Wow, that is really awful. I never knew what ambient music was before now. I sort of imagined it was the same as trance. Not even similar.
Hard to beat Brian Eno's Music for Airports. I play stuff like this at a barely-audible volume, and am asleep in minutes. Very relaxing.
https://www.youtube.com/watch?v=vNwYtllyt3Q&t=7s&ab_channel=MethadoneMethadone
"... shortcuts for the stress of our world. They serve a simple function: to 'chill out."
Sirius Channel 76 (classical) as I type this is filling the room with Verdi's Requiem: IV. Sanctus ... which is quite nice but not exactly "chill."
Oops ... just advanced to Requiem: VI. Lux aeterna.
Wikipedia says of this work, "Throughout the work, Verdi uses vigorous rhythms, sublime melodies and dramatic contrasts ... to express the powerful emotions engendered by the text."
And now VII. Libera me. The antithesis of "chill."
Brian Eno's Music For Airports Rocks!
Well, it Doesn't Actually Rock.. It's really kinda dull, which makes it great
oh, ps;
Brian Eno created Music for Airports, in the late 1970's (78, i think)
When did this Heckler guy (whom i've NEVER heard of) make his music?
Lofi chill hop on youtube works for me.
Tacking on to gilbar -- Brian Eno has explained, carefully and at length, the difference between Ambient music and Muzak. They didn't have "Muzak 2.0" back then, but as far as I can hear, the distinction still holds. I suspect this Hecker fellow knows all about that and is just posing, but if not . . .
Glad to see a couple of people have jumped in to mention the great Brian Eno who, as far as I'm concerned, invented Ambient Music and showed his musical chops by enhancing the music of others like Bowie, U2 and Peter Gabriel among others.
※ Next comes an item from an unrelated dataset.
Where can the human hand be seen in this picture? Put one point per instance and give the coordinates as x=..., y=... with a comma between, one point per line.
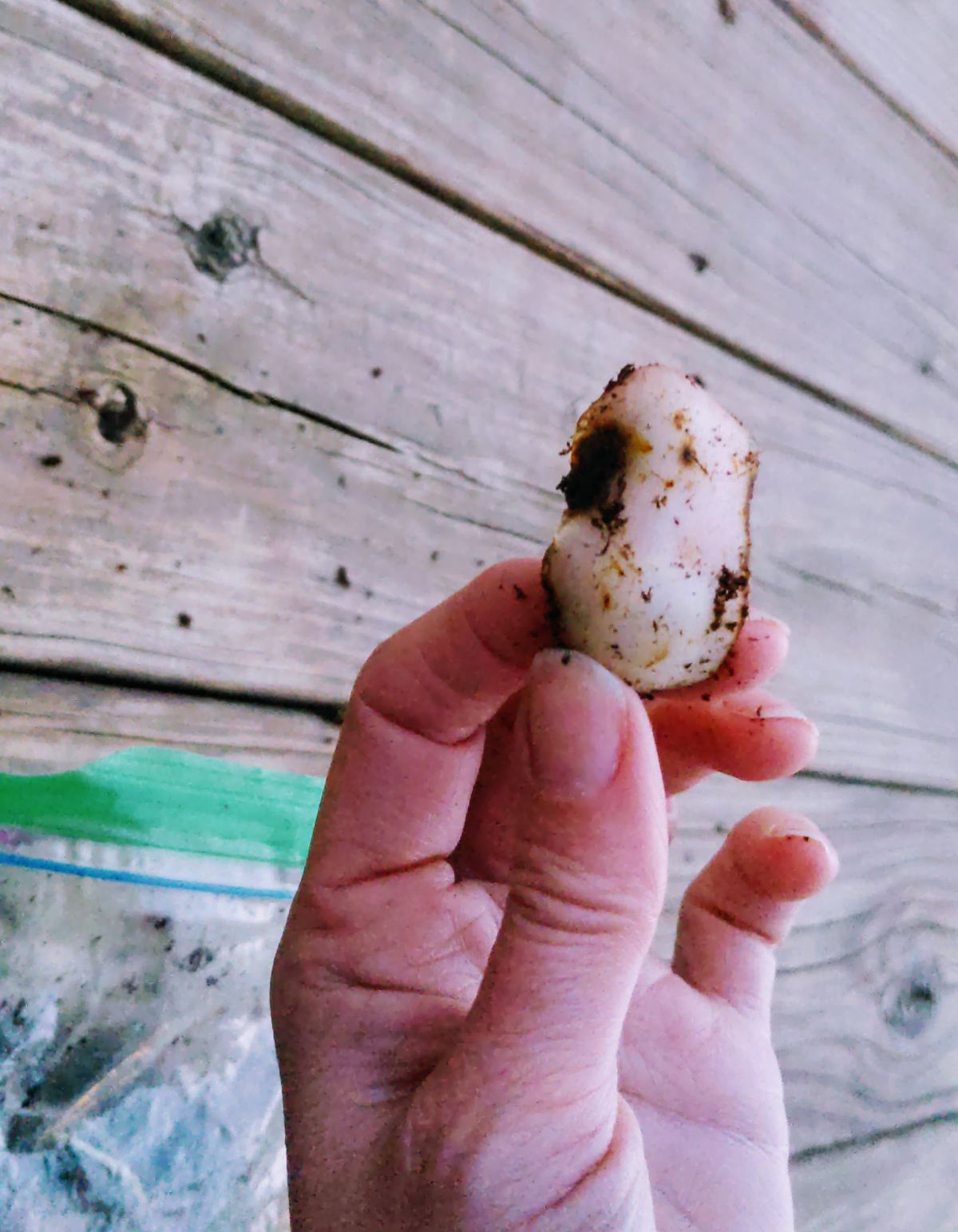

Music For Airports was my first Eno album in 1981 as a teenager and I loved it so much I bought the rest of the set as they came out, The Plateaux of Mirror, Day of Radiance, and On Land
But I loved him all the more when, in 1983, he did the soundtrack to the documentary, Apollo (the movie only came out in 1989) and produced this haunting piece, Ascent
Okay, sampled a couple of tracks and ... "ick".
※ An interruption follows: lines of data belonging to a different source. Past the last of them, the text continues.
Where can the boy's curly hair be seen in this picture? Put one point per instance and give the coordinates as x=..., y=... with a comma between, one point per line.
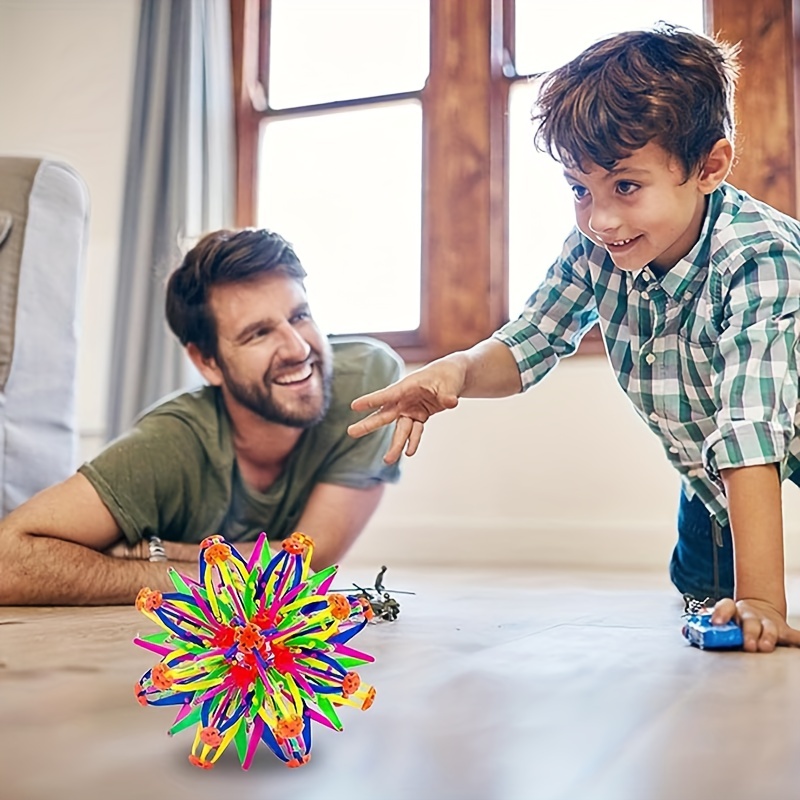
x=668, y=85
x=222, y=257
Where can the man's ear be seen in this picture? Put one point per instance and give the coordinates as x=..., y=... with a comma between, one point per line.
x=206, y=365
x=717, y=166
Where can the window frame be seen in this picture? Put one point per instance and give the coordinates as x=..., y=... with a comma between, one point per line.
x=464, y=258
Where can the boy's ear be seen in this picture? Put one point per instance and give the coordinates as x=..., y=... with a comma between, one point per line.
x=206, y=365
x=716, y=167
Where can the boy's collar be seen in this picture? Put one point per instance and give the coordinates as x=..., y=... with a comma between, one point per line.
x=684, y=280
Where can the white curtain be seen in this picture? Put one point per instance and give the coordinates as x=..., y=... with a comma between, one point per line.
x=179, y=184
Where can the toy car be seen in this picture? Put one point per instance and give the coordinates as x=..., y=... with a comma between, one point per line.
x=699, y=632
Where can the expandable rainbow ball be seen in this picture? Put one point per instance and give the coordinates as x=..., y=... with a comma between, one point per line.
x=254, y=652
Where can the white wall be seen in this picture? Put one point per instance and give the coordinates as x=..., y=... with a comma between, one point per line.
x=563, y=475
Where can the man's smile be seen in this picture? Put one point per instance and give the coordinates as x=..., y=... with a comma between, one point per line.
x=297, y=375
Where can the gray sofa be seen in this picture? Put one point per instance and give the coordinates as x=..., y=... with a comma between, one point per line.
x=44, y=211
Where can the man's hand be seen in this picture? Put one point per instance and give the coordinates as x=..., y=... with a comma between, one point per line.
x=763, y=626
x=410, y=403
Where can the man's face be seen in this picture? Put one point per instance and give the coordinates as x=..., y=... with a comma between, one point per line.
x=271, y=356
x=642, y=212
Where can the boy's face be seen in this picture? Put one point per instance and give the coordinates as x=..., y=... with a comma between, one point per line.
x=272, y=358
x=643, y=211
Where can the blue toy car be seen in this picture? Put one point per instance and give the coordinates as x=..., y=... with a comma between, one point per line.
x=699, y=631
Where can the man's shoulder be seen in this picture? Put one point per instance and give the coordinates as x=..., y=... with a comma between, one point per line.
x=199, y=410
x=364, y=361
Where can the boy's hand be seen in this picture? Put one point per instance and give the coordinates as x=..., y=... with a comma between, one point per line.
x=410, y=403
x=763, y=626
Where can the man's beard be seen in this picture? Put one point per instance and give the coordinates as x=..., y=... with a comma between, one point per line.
x=258, y=397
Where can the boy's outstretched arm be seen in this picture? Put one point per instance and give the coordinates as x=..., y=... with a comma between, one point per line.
x=755, y=509
x=486, y=370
I don't know whether the following is Ambient or not but I do know that, linked with the activities in a little Japanese train station, it's an extraordinarily beautiful three and half minutes.
miyako
Jah Wobble makes splendid, hypnotic ambient music suitable for a 10:30-per-minute running pace.
Brian Eno... MORE than just a common crossword answer!!
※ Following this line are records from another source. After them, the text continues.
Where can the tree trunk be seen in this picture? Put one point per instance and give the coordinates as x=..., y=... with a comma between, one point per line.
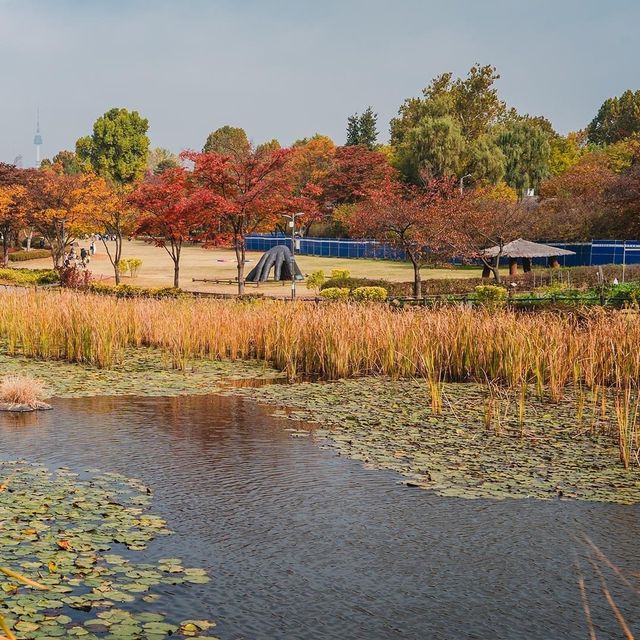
x=5, y=250
x=496, y=270
x=417, y=278
x=176, y=265
x=117, y=256
x=240, y=256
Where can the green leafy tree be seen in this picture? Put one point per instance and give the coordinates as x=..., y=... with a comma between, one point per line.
x=363, y=129
x=117, y=151
x=618, y=118
x=473, y=102
x=527, y=152
x=434, y=146
x=228, y=141
x=484, y=161
x=160, y=159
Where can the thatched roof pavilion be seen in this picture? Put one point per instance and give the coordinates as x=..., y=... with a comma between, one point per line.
x=526, y=250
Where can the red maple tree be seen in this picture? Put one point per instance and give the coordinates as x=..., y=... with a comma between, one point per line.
x=412, y=219
x=172, y=212
x=243, y=194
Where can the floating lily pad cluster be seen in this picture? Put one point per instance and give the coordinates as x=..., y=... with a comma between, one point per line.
x=389, y=424
x=144, y=372
x=65, y=534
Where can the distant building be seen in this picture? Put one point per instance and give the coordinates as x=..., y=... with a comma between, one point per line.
x=37, y=139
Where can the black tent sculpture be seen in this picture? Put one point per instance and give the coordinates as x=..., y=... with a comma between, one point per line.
x=281, y=260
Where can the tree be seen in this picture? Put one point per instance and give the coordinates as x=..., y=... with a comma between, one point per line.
x=363, y=129
x=410, y=218
x=484, y=161
x=434, y=146
x=12, y=206
x=526, y=149
x=61, y=208
x=118, y=152
x=564, y=152
x=170, y=213
x=160, y=159
x=307, y=169
x=67, y=161
x=472, y=102
x=355, y=172
x=481, y=221
x=574, y=204
x=244, y=192
x=618, y=118
x=228, y=140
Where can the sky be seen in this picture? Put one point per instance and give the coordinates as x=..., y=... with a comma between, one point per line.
x=287, y=69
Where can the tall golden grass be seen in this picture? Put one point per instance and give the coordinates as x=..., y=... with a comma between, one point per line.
x=547, y=350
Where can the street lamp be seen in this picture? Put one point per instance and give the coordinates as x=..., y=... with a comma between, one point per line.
x=292, y=224
x=462, y=182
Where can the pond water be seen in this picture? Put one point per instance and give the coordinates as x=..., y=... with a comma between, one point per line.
x=303, y=544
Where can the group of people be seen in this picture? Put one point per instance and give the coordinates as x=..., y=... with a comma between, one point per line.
x=82, y=259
Seriously, If you have never listened to Music for Airports.. I pity you
Forty-five years ago I was a struggling musician working days in a factory that played Muzak over a sound system. All. Day. Long.
On the one hand, it kind of drove me nuts. But on the other, eight hours a day of looking at incredibly basic chord progressions was actually a good thing in the long-run.